Richmond Standard: Is Richmond being governed from RPA headquarters or City Hall?


When the Richmond Progressive Alliance (RPA) swept the November elections and gained command of council, the group heralded the victory across the nation as a win for democracy and a loss for special interests.

But since RPA members Gayle McLaughlin, Jovanka Beckles and Eduardo Martinez (pictured from left to right) assumed council control after defeating candidates backed by Chevron, the exact opposite has happened, according to several city leaders. In what he describes as blatant hypocrisy by the radical group, Mayor Tom Butt on Friday accused the RPA of ruling upon important city matters within its organization before the issues are publicly vetted at City Hall, which could be a violation of the Brown Act.

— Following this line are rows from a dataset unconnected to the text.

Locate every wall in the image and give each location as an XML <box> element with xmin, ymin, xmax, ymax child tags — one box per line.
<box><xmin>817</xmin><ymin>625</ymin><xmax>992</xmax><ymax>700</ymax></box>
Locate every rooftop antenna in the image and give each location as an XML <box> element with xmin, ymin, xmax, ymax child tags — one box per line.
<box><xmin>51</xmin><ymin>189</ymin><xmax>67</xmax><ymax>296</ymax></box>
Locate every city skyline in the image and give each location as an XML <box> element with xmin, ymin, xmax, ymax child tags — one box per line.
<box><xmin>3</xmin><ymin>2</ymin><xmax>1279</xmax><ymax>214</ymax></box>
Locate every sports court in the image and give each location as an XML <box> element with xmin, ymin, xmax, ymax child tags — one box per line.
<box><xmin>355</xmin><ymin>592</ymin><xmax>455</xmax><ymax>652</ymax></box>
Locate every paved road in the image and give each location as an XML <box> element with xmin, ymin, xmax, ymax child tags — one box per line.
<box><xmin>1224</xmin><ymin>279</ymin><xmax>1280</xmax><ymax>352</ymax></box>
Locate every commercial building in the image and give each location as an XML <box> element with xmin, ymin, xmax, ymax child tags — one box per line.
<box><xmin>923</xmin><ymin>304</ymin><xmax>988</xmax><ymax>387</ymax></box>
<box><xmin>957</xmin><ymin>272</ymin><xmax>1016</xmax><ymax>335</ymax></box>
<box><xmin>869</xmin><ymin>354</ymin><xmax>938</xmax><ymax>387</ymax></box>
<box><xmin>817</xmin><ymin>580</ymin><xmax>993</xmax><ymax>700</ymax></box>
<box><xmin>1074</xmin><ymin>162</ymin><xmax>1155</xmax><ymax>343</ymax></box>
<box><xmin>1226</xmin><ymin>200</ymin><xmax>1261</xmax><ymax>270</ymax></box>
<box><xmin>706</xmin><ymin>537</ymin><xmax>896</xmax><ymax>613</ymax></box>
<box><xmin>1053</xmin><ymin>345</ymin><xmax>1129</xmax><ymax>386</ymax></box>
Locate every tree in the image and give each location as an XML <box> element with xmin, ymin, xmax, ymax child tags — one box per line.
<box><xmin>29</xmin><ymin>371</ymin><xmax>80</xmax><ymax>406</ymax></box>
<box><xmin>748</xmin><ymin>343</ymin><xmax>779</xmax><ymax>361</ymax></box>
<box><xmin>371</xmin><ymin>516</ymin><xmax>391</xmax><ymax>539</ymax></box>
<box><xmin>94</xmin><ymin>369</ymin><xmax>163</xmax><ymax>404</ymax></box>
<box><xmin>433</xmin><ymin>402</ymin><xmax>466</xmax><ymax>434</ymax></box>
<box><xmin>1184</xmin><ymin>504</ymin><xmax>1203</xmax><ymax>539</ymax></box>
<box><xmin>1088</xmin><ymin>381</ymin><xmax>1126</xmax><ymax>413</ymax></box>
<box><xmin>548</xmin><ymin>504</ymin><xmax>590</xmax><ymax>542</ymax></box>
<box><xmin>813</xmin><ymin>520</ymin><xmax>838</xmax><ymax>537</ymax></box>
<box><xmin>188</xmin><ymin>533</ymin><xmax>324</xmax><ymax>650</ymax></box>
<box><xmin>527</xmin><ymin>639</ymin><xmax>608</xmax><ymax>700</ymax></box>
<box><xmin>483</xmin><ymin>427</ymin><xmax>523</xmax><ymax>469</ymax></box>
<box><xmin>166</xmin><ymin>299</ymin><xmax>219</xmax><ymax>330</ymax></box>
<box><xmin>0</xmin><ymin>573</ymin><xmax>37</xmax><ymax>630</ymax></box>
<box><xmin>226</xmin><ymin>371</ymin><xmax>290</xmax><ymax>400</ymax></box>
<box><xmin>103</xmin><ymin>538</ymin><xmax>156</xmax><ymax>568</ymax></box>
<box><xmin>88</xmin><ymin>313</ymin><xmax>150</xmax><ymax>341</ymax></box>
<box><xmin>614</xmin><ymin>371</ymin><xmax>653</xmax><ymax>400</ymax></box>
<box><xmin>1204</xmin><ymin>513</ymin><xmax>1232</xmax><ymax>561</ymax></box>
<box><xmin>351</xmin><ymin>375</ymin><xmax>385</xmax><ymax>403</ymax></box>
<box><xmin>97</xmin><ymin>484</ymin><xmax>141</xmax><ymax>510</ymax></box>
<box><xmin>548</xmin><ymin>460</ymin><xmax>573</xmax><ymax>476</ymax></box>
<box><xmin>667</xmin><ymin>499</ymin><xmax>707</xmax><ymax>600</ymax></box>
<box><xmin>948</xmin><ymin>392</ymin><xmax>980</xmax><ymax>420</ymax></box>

“We now have actually two city councils,” Mayor Butt wrote on his e-forum Friday. “One consists of seven elected members who meet regularly on Tuesday nights three or four times a month to conduct most of the City’s routine business in public. Then we have the parallel and alternative RPA City Council, which along with a fourth member, Vice-mayor Myrick, constitute a majority who can call a meeting anytime they want to with 24-hours’ notice, shut down debate, make their own rules and pass their predetermined agenda.”

The RPA has repeatedly denied making council decisions at its headquarters, saying its council members think and act independently from the organization.

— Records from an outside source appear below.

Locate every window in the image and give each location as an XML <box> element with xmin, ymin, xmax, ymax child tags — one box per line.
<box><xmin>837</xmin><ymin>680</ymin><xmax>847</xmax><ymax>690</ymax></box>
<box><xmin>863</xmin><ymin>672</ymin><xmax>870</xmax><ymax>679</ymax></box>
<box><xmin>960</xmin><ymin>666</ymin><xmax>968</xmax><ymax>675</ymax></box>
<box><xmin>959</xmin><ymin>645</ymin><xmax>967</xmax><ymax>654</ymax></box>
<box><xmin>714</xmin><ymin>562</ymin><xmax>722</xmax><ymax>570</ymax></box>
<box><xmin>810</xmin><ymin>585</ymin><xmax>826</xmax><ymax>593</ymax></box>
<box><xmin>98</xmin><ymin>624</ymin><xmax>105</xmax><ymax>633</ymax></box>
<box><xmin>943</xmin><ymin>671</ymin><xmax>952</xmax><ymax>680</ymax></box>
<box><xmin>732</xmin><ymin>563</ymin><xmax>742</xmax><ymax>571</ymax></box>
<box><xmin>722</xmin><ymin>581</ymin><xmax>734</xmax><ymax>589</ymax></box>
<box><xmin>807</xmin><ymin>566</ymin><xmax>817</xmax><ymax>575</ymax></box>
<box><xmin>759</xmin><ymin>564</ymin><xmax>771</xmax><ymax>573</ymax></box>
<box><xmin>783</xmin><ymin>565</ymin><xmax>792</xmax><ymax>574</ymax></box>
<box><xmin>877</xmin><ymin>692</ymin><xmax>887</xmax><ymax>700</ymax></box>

However, an examination of council meeting minutes since January shows the group has been voting as a bloc, with apparent sympathizer Vice Mayor Jael Myrick often providing the trusted swing vote.

RPA council members, with Myrick’s support, voted in line on rent control, echoing complaints about affordability that have been raised for months out of RPA headquarters. In fact, a report by the The Haas Institute for a Fair and Inclusive Society at UC Berkeley that launched the call for significant renters protections was co-authored by Eli Moore, the husband of RPA supporter and community organizer Claudia Jimenez.

Mayor Butt has criticized the report as “biased and poorly researched.” Regardless of whether that is true, the report worked to drum up enough support the RPA’s push for rent control in Richmond.

In June, the RPA council members and Myrick also voted in favor of plugging the city’s budget deficit by diverting Measure U tax dollars that had been meant for sustained road repair. Last year, Myrick was adamant about not pulling “shenanigans” on voters by diverting the tax proceeds away from roads, but later said the city’s worsening financial situation had forced him to vote alongside the RPA on the issue. Myrick helped pass that budget even after the RPA tacked on additional spending measures for pet projects such as Beckles’ Pride festival and an annual Saffron Strand homeless workforce conference.

Then came the space weaponry resolution. All RPA members, including Myrick, voted in favor of their resolution to support a ban on space weaponry as an anti-war measure. The RPA said it also pitched the resolution to appease conspiracy theorists who believe they are being targeted from space by the government’s futuristic weapons. Myrick laterexpressed regret over the vote, after the Richmond Police Department’s phones lines were overwhelmed with calls from “targeted” individuals worldwide. The councilmember later expressed concern that the vote may have had a negative impact on the mentally ill and their families.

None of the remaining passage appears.